Multibyte characters

The compiler recognizes and supports the additional characters (the extended character set) which you can meaningfully use in string literals and character constants. The support for extended characters includes multibyte character sets. A multibyte character is a character whose bit representation fits into more than one byte.

z/OS® systems represent multibyte characters by using Shiftout <SO> and Shiftin <SI> pairs. Strings are of the form:

<SO> x y z <SI>

Or they can be mixed:

<SO> x <SI> y z x <SO> y <SI> z

In the above, two bytes represent each character between the <SO> and <SI> pairs. z/OS XL C/C++ restricts multibyte characters to character constants, string constants, and comments.

Multibyte characters can appear in any of the following contexts:
  • String literals and character constants. To declare a multibyte literal, use a wide-character representation, prefixed by L. For example:
    wchar_t *a = L"wide_char_string";
    wchar_t b = L'wide_char';

    Strings containing multibyte characters are treated essentially the same way as strings without multibyte characters. Generally, wide characters are permitted anywhere multibyte characters are, but they are incompatible with multibyte characters in the same string because their bit patterns differ. Wherever permitted, you can mix single-byte and multibyte characters in the same string.

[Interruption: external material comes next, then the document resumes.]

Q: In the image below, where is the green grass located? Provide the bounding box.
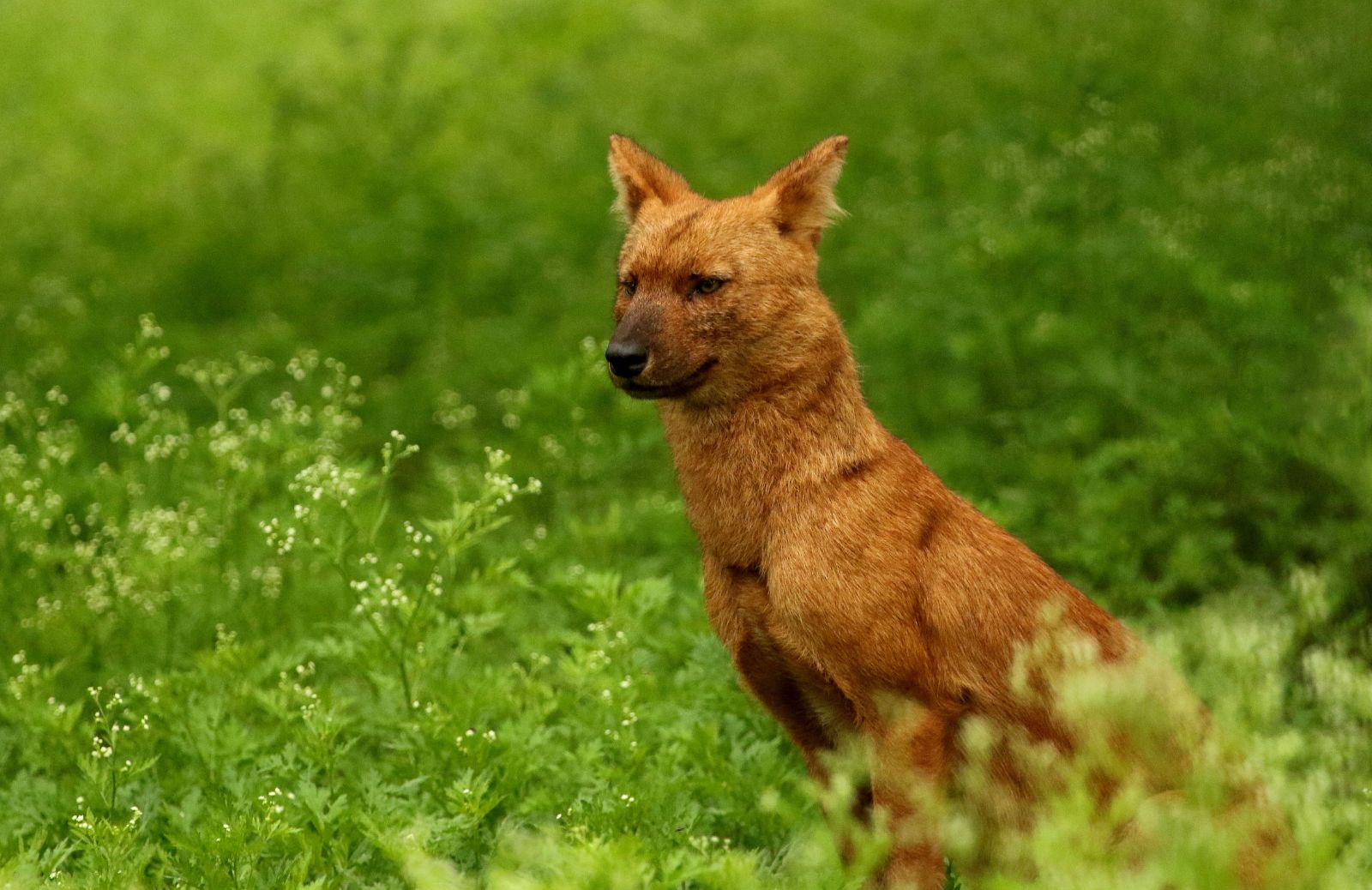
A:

  • Preprocessor directives. The following preprocessor directives permit multibyte-character constants and string literals:
    • #define
    • #pragma comment
    • #include
    A file name specified in an #include directive can contain multibyte characters. For example:
    #include <multibyte_char/mydir/mysource/multibyte_char.h>
    #include "multibyte_char.h"
  • Macro definitions. Because string literals and character constants can be part of #define statements, multibyte characters are also permitted in both object-like and function-like macro definitions.
  • The # and ## operators.
  • Program comments.
The following are restrictions on the use of multibyte characters:
  • Multibyte characters are not permitted in identifiers.
  • Hexadecimal values for multibyte characters must be in the range of the code page being used.
  • You cannot mix wide characters and multibyte characters in macro definitions. For example, a macro expansion that concatenates a wide string and a multibyte string is not permitted.
  • Assignment between wide characters and multibyte characters is not permitted.
  • Concatenating wide character strings and multibyte character strings is not permitted.